Pascal Tawès : J’ai envoyé une demande écrite et j’ai eu l’honneur d’être reçu comme tout le monde. Je pense que le Président est disposé à recevoir ses compatriotes.
Tout ce que vous avez dit récemment sur le Président Talon comme « un commerçant qui gouverne uniquement pour ses intérêts » et qu’il est là pour se servir lui-même… avez-vous retiré tous ces propos ? Monsieur Talon est maintenant fréquentable ?

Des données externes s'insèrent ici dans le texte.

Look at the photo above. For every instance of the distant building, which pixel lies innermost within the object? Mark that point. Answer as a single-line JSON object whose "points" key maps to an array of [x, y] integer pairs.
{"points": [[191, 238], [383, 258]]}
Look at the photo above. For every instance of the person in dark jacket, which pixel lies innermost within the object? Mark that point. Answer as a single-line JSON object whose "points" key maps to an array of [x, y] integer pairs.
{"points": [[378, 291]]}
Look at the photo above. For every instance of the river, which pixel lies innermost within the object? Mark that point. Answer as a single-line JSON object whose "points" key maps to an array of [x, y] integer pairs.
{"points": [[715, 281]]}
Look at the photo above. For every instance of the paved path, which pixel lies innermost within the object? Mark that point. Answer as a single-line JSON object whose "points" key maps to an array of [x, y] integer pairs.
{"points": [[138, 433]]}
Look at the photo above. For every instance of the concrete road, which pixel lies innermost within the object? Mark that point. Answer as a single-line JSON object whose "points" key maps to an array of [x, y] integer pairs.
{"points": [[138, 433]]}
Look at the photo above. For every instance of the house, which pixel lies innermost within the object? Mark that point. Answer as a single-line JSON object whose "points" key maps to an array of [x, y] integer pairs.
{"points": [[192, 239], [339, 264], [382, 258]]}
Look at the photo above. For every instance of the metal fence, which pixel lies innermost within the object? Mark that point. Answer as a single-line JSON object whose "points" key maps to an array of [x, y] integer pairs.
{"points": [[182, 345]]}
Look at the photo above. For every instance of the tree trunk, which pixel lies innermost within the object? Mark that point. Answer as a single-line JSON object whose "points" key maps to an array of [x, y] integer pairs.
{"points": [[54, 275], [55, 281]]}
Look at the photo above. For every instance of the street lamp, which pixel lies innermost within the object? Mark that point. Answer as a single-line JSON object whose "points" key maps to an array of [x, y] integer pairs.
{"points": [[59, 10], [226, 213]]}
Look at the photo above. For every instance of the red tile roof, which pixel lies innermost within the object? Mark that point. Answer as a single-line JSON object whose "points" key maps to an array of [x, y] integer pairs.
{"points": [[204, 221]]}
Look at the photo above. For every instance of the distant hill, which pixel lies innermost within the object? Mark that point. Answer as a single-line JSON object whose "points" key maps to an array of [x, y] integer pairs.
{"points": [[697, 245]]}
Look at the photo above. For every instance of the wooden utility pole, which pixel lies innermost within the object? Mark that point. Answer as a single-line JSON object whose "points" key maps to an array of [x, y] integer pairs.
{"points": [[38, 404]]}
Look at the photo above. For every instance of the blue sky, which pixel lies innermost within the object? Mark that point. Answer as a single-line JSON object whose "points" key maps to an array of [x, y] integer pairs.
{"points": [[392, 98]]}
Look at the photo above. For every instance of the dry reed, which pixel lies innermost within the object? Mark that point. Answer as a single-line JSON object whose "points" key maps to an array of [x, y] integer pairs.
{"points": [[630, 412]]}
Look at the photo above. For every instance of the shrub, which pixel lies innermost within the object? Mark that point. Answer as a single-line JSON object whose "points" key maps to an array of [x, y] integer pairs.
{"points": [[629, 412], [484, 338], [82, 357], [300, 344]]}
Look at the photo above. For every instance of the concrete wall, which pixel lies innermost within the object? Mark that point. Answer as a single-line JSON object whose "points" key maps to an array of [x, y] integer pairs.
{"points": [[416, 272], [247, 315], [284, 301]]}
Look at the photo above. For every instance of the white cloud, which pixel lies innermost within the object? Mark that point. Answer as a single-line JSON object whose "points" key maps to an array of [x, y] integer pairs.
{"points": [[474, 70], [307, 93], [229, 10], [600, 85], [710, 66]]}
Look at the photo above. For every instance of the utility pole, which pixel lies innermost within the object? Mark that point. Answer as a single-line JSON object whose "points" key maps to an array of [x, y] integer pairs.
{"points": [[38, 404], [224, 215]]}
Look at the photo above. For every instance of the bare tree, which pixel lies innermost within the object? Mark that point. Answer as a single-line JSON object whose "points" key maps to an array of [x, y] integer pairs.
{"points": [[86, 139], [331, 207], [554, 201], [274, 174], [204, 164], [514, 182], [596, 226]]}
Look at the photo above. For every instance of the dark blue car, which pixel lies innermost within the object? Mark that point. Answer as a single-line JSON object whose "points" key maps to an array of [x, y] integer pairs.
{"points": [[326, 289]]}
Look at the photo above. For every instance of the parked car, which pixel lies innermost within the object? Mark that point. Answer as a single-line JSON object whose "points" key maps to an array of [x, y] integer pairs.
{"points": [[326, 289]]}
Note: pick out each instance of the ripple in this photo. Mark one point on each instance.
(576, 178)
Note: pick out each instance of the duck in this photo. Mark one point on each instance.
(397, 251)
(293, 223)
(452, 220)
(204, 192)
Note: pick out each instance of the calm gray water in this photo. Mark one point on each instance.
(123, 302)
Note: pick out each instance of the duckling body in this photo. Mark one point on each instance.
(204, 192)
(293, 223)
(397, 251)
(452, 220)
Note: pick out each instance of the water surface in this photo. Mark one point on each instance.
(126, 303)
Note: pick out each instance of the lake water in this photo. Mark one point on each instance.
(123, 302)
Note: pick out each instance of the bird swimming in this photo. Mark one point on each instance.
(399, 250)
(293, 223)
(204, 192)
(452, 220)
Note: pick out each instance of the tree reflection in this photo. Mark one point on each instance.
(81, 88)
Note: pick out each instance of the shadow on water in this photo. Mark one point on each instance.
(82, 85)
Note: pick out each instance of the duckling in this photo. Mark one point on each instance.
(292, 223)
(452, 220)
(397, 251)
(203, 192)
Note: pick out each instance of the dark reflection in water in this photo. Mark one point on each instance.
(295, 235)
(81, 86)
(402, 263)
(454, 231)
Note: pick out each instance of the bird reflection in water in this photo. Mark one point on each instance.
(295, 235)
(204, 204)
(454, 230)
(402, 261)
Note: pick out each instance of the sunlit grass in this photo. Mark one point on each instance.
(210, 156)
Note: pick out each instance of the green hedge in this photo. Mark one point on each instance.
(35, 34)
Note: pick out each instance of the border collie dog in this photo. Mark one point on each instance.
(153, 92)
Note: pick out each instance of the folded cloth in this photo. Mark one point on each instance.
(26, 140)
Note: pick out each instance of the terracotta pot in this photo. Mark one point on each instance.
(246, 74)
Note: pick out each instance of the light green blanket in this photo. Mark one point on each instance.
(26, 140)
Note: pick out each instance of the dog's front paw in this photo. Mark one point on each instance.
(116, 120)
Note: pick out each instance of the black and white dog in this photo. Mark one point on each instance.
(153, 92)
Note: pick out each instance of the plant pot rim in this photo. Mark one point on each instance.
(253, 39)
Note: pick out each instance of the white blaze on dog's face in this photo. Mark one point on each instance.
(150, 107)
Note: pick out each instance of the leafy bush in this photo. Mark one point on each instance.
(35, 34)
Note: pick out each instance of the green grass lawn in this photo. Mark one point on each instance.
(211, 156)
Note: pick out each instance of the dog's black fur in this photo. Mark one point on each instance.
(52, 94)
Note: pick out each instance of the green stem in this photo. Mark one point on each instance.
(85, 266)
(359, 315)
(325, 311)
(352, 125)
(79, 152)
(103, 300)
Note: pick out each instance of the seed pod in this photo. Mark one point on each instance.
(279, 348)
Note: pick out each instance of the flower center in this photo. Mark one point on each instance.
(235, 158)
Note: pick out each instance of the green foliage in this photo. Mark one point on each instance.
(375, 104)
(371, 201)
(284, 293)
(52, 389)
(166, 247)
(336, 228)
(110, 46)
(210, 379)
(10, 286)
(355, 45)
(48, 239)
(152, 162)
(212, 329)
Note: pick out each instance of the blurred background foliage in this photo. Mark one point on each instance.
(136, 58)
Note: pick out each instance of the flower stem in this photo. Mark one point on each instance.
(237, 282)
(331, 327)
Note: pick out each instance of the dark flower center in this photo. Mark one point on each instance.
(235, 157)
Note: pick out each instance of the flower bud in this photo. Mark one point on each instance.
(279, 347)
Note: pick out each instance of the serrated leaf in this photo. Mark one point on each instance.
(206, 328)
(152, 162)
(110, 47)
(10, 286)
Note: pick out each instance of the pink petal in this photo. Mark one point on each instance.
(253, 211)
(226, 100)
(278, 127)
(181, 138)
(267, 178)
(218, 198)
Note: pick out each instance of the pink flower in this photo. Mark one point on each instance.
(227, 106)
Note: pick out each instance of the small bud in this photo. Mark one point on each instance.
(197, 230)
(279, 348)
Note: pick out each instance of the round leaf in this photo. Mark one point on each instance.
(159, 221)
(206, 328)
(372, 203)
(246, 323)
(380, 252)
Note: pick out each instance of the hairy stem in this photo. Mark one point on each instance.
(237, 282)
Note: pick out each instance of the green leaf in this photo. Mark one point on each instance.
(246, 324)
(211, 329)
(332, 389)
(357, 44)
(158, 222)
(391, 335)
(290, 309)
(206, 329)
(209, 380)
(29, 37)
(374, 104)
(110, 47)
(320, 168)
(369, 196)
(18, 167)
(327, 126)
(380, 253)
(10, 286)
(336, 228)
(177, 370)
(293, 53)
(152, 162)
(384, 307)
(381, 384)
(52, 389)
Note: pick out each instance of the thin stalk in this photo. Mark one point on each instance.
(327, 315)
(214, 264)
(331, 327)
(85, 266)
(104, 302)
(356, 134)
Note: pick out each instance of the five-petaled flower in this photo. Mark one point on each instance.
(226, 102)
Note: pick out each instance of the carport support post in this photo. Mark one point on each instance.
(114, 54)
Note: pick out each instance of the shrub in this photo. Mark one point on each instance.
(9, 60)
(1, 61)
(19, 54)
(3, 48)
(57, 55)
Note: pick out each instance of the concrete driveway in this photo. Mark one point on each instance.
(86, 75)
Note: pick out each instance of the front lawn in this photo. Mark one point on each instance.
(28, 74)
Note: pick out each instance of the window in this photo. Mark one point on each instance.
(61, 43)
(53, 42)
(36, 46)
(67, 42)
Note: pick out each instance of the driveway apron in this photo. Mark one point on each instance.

Vous savez, j’ai un problème administratif avec l’Etat béninois. J’ai été envoyé aux Etats-Unis comme attaché de défense avec un visa d’un an renouvelable. Cela veut dire que l’ancien régime politique m’a envoyé aux Etats-Unis sur la base de préjugés. Tel que c’était fait, ce n’était pas bien. Donc si j’ai eu à parler d’une manière ou d’une autre et il y a une montée de ton, c’est juste pour que l’Etat puisse intervenir pour un règlement diligent de mon dossier administratif. Lorsque le Président m’a fait l’honneur de me recevoir, j’ai saisi l’occasion pour lui présenter mes excuses et il a accepté mes excuses. Je considère tout ce qui a été dit et que vous avez entendu à gauche et à droite, comme du passé.
Donc ce que vous disiez, vous ne le pensiez pas à l’époque?
Ce que je disais, c’était des propos tenus du dehors et c’est le terrain qui commande. Je me rends compte que ces propos ne m’étaient pas adaptés.
Vos propos, non seulement ils étaient violents mais dépassent même parfois l’outrage. On peut même les qualifiés d’appels à la sédition. Vous êtes un officier.
Ça, c’est votre point de vue. Je crois qu’au niveau du Président, j’ai rencontré un responsable d’un niveau suffisant de compréhension. Il n’a pas considéré cela comme une faute grave et vous savez qu’au niveau du président lui-même, tout ce qui s’est passé aussi bien à l’intérieur qu’en dehors du territoire, il a considéré tout ce qui a été dit comme une montée de ton. Il m’a compris. Il n’y a pas la moindre pour cela.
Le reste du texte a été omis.